Un invito a non sprecare un tempo finito
di Carla Cerrai

Il Nullafacente, drammaturgia di Michele Santeramo, prodotto dal Teatro Era nel 2017 con la regia di Roberto Bacci, è un’opera poetica, intima e molto emozionante, che coinvolge in una riflessione sull’unicità e sul valore del tempo vissuto. È un invito ad agire con la consapevolezza di quali siano le istanze più profonde del nostro essere senza lasciarci travolgere dagli altri in un turbine deviante dai nostri bisogni più intimi.

Lo spettacolo mette in scena lo scontro tra una coppia che ha fatto del «cosa non fare per stare bene» la propria scelta di vita, e altri personaggi a essa correlati: il proprietario, il fratello e il medico. L’evento scatenante è la malattia incurabile della moglie, che costringe i primi a rivedere la propria filosofia di vita e che induce i secondi a ingerenze sempre più pressanti, il tutto nell’ottica del raggiungimento della felicità.

La dinamica dentro/fuori è mirabilmente realizzata, sul piano visivo, dalla divisione dello spazio scenico in due zone attraverso il gioco di chiaroscuro delle luci.

La parte in primo piano, posta sulla linea di proscenio e ben illuminata, è riservata a tre soggetti portatori di frenetica e stereotipata normalità, rappresentativi del mondo esterno,  compreso il pubblico in sala.

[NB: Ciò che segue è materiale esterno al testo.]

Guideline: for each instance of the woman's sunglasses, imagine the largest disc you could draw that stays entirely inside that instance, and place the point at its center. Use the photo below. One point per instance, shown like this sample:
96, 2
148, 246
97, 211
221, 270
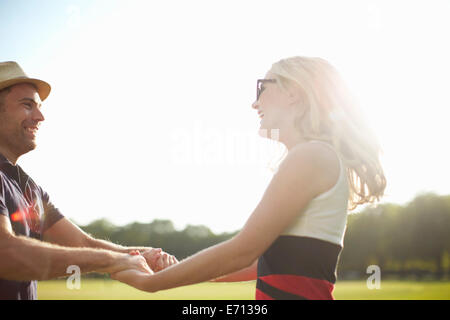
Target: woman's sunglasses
260, 88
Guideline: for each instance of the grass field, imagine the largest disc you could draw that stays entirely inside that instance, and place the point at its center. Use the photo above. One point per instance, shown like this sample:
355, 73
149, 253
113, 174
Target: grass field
345, 290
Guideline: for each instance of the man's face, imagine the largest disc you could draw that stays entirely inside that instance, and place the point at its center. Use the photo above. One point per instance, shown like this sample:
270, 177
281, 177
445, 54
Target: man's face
20, 117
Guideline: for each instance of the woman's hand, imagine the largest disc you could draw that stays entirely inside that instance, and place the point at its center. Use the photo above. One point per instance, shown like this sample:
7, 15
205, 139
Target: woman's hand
158, 259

Lo spettatore è agevolato nel rispecchiamento dai seguenti fattori: l’assenza di nomi propri che li individua come tipi sociali simbolo del denaro, della famiglia e della scienza con il loro potere potestativo ed imbrigliante; lo spazio occupato sulla scena, in primo piano sulla linea di proscenio, in piena luce, in modo da conferire alle loro istanze apparente supremazia valoriale; la posizione seduta di spalle alla platea che hanno all’inizio, che li delinea come soggetti che assistono a qualcosa che non comprendono e che tentano in tutti i modi di ricondurre nell’alveo del socialmente accettabile.

La parte più interna, abitata dalla coppia, è invece posta in penombra a significare il disvalore, attribuito dal mondo normale, alle sue scelte esistenziali. Lo spazio è popolato da pochi oggetti: un tavolo che alla fine diventa letto di morte e metaforico altare, una candela, simbolo dello scorrere inesorabile del tempo e dell’esaurirsi della vita della moglie; una poltrona, emblema dell’inazione, ma anche del pensiero; un bonsai – correlativo oggettivo del protagonista – che vegeta rigoglioso, in un ambiente privo di mezzi ma pieno delle cure amorevoli del Nullafacente. Quando il protagonista accetta il ritorno a una vita normale, frenetica, che gli procura soldi e mezzi, ma gli taglia via la cosa più importante – il tempo breve da trascorrere con la moglie – il bonsai si scheletrisce – metafora di un inaridimento dell’esistenza nell’opulenza delle cose.

In questo ambiente i toni di voce sono bassi e i gesti rallentati. Il lessico apparentemente cinico è invece stressato sull’ironia, al fine di rendere sopportabile un dolore che strazia. La paura per la perdita della vita, per lei, e della amatissima compagna, per lui, porta entrambi a ritornare alla “normalità”, rispettivamente, le cure mediche – inefficaci – e un lavoro vissuto con rabbia, che fagocita il tempo e inaridisce l’anima.

In un finale, drammatico e poetico al tempo stesso, si assiste a un ribaltamento nella scala dei valori esistenziali, realizzato visivamente attraverso una inversione di prospettiva nello spazio scenico. Viene posto in primo piano il tavolo – simbolo di comunanza di vita e di scelte della coppia, ma anche di valori più autentici. Il tavolo diventa luogo dove si consuma una festa di compleanno forzata dalla consuetudine. Il rovesciamento a terra della torta, sancisce sia la l’imminenza del fine vita, sia la rottura con gli schemi della normalità e il conseguente ritorno alle origini come unica via salvifica per affrontare il presente.

L’epilogo del dramma si consuma sul tavolo, raggiunto con movimenti faticosi e lenti, gesti espressivi della spossatezza fisica, ma anche sintomatici, nel loro languore, del desiderio di  prolungare gli istanti che separano dalla morte, per ricevere l’ultima carezza dell’amato.